Pandas Challenge: Revisiting the Iris data exploration

Now we will revisit the Iris data again, whereas before we used bash, and then pure python to manipulate this data, now we will use pandas and the DataFrame class.

  • Create a new notebook called iris_pd.ipynb in the same directory as wf.ipynb (it should be in hack-5-python/notebooks).
  • Import any modules you man need in a new cell at the top of this notebook.
  • Fetch the iris data using the requests module.
  • Load the iris data into a pandas DataFrame. This version of the data does not have a 'header' to indicate the meanings of the columns, so you will need to know that the 5 columns in the dataset are sepal length and width, petal length and width, and species ID. (Hint: use the names parameter of pd.read_csv).
  • First, again fix the rows with the misspelled species IDs and remove the rows with NA.
  • Use the describe() method to show summary statistics over the numerical valued columns.
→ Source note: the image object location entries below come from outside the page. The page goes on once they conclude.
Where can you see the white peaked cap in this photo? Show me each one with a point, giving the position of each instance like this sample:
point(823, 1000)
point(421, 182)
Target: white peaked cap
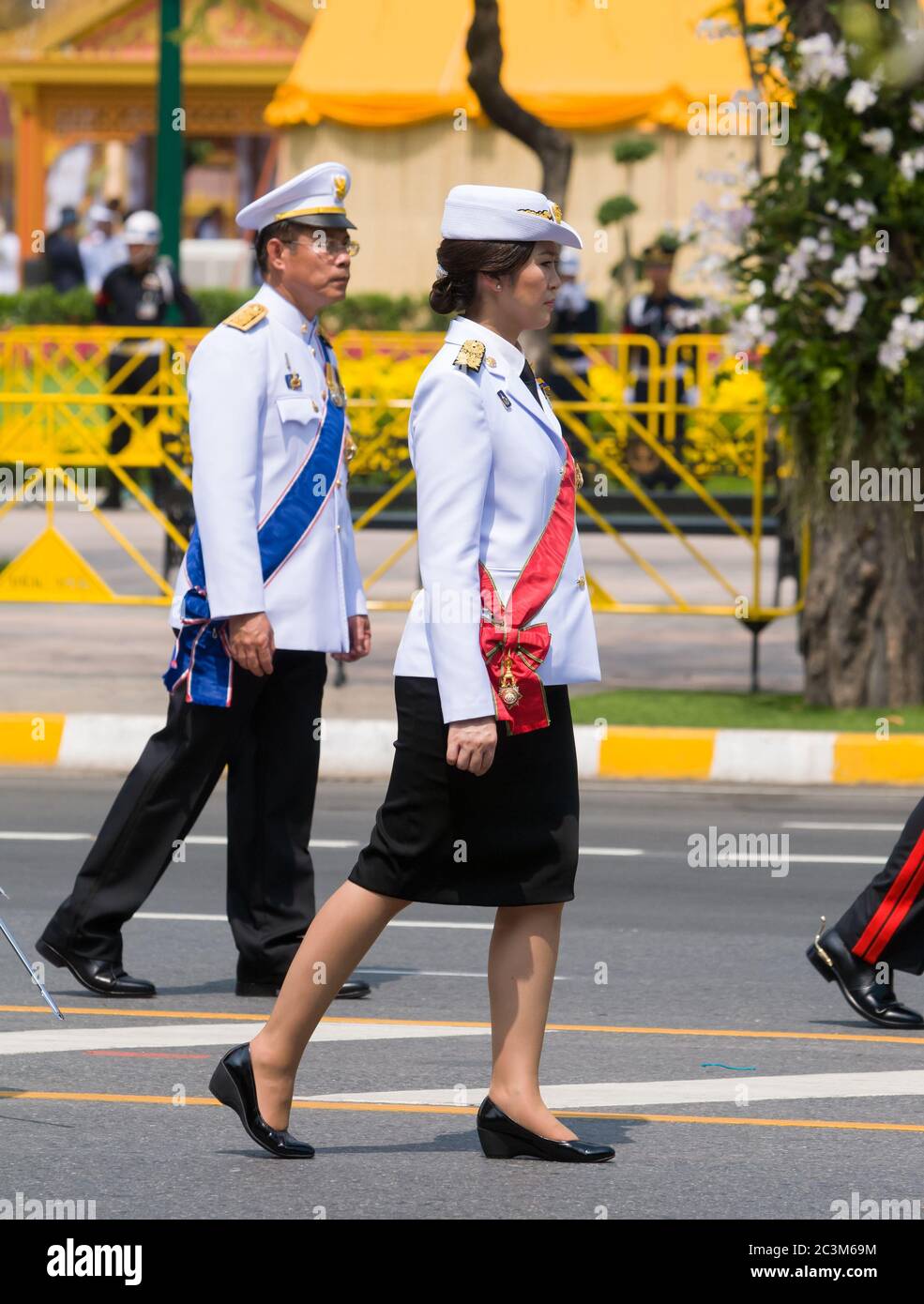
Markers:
point(314, 197)
point(143, 227)
point(501, 213)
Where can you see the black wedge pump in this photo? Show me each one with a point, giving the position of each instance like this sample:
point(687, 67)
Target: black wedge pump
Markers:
point(234, 1085)
point(503, 1139)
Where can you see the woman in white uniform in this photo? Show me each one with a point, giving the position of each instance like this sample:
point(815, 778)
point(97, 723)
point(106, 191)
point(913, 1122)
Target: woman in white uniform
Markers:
point(482, 802)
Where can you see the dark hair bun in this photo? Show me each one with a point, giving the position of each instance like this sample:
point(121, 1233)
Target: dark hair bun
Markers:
point(452, 294)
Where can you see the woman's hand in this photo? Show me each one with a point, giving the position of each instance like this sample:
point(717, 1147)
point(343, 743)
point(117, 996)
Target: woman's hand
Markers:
point(472, 743)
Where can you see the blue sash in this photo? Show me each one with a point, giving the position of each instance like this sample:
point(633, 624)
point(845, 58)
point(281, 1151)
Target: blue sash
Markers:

This is cool, but maybe not very intereting because it doesn't show us anything about differences among species.
  • We can split the dataframe into 'groups' based on shared column values using the groupby method. groupby returns an iterable over tuples in the form of (group label, group data). Combine groupby and describe to print summary stats for each of the three species. (Hint: There are many ways to do this, you might use a for loop and unpack the tuples with indexing inside the loop).
  • What conclusions do you draw from an informal inspection of these values?
  • Challenge: Perform formal tests for differences in group means using ttest_ind from the scipy.stats module (you may need to conda install -c conda-forge scipy first. Hint: You can access the data for a specific group using the get_group() method of the groupby object, e.g. if I called my groupby object gb I could say `gb.get_group("Iris-setosa") and it would return a DataFrame for the data for only these samples).

Assignment

Commit and push updates to your repo before Monday.